But for his father’s opposition to his decision to join the British Army, Chief Femi Fani-Kayode would have been a Soldier now. Read his story below.
You are very critical of the North & the Fulani’s. Whenever you meet with your northern friends, how do you relate to them?
Those that are my friends know me very well. I lived in the North. I have lived in the north since 2002. And I understand northerners very well and I understand the challenges that the northerners face. I know the divisions and the power of religion there, and I know the kind of politics that go on. I also know the history of the north as I know the history of this country. My views are my views. I don’t shy away from speaking my mind. I say what most people think and dare not say. And I think there’s nothing wrong with that. It’s a virtue to be able to speak your mind and to be truthful and to speak facts. I don’t fabricate things. So when they see me, most of them will say to me, look we are not all like that, why do you keep on generalising? And that’s a fair point, because they are nor all like that.
Sule Lamido is not like that. Matawale is not like that. Makarfi is not like that. Tambuwal is not like that. The challenge I have though, and I always tell them is: You are moderates and as decent, and are civilised you are the ones that should take up this fight against the religious bigots and islamists, against the Boko Haram lovers and the Fulani herdsmen and those that support them, because you do have people like that amongst them as well. They can’t deny that, they have people amongst them that have that mind-set, that nobody outside that tribe should have power over anything.
Now, a situation where, in our country, you can’t argue with me on this, as a northerner, a situation where every security agency apart from one; the Navy, I’m talking about the Military Intelligence and everything is headed by Northern Muslims, and I’m a Christian. How do you want me to feel? Turn it around, how would you feel if it was the other way round?
Or you go to the NNPC you go to the oil sector, minister of oil, Northern Muslim, GMD NNPC, northern Muslim. Every single managerial position in NNPC is headed by a northern Muslim.

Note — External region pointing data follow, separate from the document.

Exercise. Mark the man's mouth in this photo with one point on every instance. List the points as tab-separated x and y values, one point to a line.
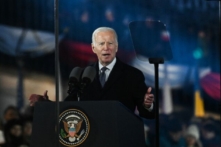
105	55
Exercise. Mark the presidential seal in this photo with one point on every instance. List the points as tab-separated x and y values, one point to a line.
74	127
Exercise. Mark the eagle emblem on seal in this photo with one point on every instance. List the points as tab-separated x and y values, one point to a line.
72	126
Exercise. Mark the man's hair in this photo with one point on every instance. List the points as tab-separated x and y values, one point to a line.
103	29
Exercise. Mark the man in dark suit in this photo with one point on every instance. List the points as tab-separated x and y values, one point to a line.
122	82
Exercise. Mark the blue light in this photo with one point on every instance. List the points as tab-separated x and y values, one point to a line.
198	53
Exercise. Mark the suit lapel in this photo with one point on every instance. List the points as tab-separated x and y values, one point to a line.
115	74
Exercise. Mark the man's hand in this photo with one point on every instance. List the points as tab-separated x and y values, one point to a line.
148	98
35	98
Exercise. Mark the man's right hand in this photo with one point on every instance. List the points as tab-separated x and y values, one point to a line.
35	98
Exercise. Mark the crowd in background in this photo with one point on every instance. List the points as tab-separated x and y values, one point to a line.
179	129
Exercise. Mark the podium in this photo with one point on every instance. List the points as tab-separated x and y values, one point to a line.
111	124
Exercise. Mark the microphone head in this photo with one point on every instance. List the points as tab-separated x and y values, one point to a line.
89	74
75	74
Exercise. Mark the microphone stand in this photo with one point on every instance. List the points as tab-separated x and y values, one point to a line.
156	62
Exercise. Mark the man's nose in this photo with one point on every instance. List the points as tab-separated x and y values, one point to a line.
105	46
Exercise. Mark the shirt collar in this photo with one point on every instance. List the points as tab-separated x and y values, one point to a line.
109	66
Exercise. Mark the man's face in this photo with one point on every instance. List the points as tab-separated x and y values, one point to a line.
105	47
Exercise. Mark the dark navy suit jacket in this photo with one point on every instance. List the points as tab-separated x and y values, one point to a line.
125	84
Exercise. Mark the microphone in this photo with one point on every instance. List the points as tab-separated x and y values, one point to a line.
88	75
78	80
74	80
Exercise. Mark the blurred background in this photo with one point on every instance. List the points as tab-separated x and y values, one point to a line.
189	83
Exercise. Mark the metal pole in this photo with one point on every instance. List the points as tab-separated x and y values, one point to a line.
56	30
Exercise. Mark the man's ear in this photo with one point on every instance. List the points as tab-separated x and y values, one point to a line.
92	46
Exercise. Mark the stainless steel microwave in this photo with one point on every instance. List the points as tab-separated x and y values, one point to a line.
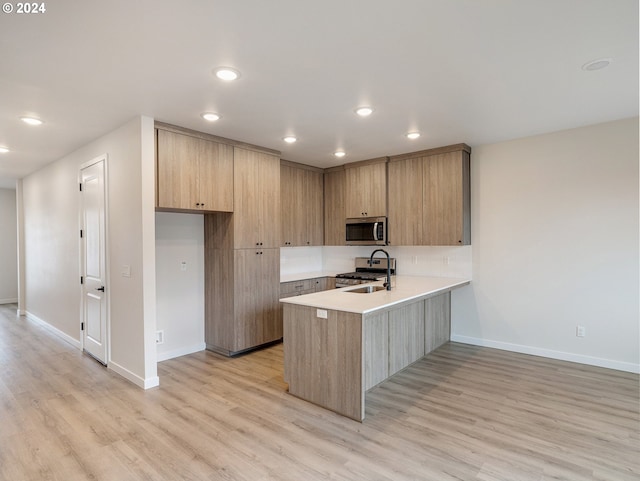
365	231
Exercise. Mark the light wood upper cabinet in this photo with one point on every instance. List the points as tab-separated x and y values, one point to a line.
446	199
256	184
366	189
301	205
193	174
429	197
334	207
405	202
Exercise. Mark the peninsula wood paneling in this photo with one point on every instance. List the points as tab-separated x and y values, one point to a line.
437	324
406	336
322	347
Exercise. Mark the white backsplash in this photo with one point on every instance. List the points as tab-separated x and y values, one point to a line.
446	261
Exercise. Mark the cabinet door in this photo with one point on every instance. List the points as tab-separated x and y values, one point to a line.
178	159
301	206
334	208
256	199
446	206
366	192
313	212
291	205
405	202
257	288
215	170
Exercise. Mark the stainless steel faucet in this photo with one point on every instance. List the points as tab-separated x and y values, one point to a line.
388	283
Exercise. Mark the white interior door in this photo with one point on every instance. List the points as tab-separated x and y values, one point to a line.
93	237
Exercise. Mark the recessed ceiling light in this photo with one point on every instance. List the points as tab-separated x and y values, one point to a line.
31	120
211	116
226	73
364	111
597	64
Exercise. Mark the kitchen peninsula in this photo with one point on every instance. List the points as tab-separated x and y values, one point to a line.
340	343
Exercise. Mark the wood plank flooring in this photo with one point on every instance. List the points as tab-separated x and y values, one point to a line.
460	413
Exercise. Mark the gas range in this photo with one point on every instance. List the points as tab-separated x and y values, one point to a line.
365	273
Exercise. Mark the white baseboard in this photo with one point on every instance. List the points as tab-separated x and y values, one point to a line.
562	356
65	337
183	351
132	377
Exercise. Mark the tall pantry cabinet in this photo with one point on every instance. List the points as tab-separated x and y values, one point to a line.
242	259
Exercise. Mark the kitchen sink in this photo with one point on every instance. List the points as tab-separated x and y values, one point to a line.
366	289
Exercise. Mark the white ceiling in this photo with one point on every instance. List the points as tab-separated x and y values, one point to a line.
474	71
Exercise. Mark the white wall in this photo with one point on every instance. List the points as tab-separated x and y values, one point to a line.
51	247
555	245
8	247
180	290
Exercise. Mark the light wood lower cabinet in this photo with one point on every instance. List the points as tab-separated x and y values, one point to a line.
332	362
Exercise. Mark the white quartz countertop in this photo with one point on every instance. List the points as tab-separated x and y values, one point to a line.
404	288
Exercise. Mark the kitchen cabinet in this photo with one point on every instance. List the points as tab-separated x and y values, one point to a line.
366	188
256	184
257	293
334	360
242	259
429	197
242	293
193	174
334	206
405	202
301	192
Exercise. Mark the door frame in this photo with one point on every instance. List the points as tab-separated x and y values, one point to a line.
107	295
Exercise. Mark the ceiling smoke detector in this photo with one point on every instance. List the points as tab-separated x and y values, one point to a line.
31	121
226	73
597	64
364	111
211	116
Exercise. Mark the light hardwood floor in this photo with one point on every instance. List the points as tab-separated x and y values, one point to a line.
461	413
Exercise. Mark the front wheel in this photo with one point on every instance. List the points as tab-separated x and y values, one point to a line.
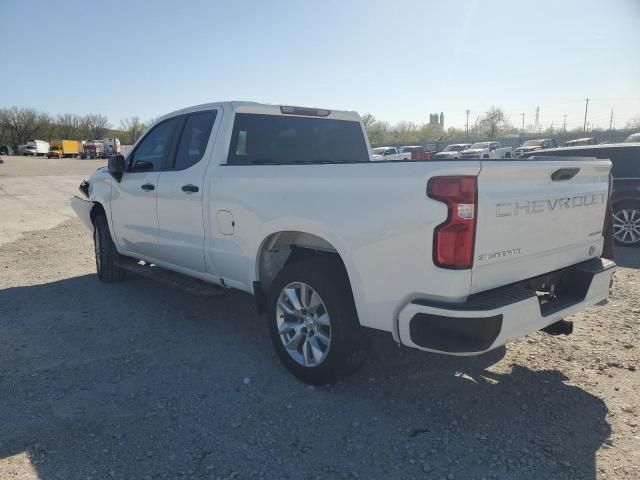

All the sensitive key positions and parastatals under NNPC, all headed by northern Muslims. How would you feel?
And then you now look at the carnage in the Northeast, Boko Haram, the most deadly terrorist organization in the world and the government is not fighting as effectively as they should. You go to Northwest, Fulani herdsmen and ISWAP, Isis West Africa operating freely, and the government is not fighting them as hard as they could. How do you want me to feel? And then you look at what’s happening to communities in the Middle belt, specifically Christian communities, which are targeted such as Kaduna, Taraba, Adamawa, Plateau, these are Christian states. How do you want me to feel as a Christian? True friends speak truth to one another. I have only voiced what I believe to be true, and voiced the minds of several millions of people. The mistake that I think I made is that there are many people in the northwest itself. That is Fulani in the northwest that are also being slaughtered by these evil souls, perhaps even more than the middle-belters and the southern Kaduna, but they don’t speak out and nobody cares. Nobody covers it. I have realised that now, and it is incumbent upon me by the virtue of my northern traditional title, to speak for all the oppressed regardless of which zone they come from.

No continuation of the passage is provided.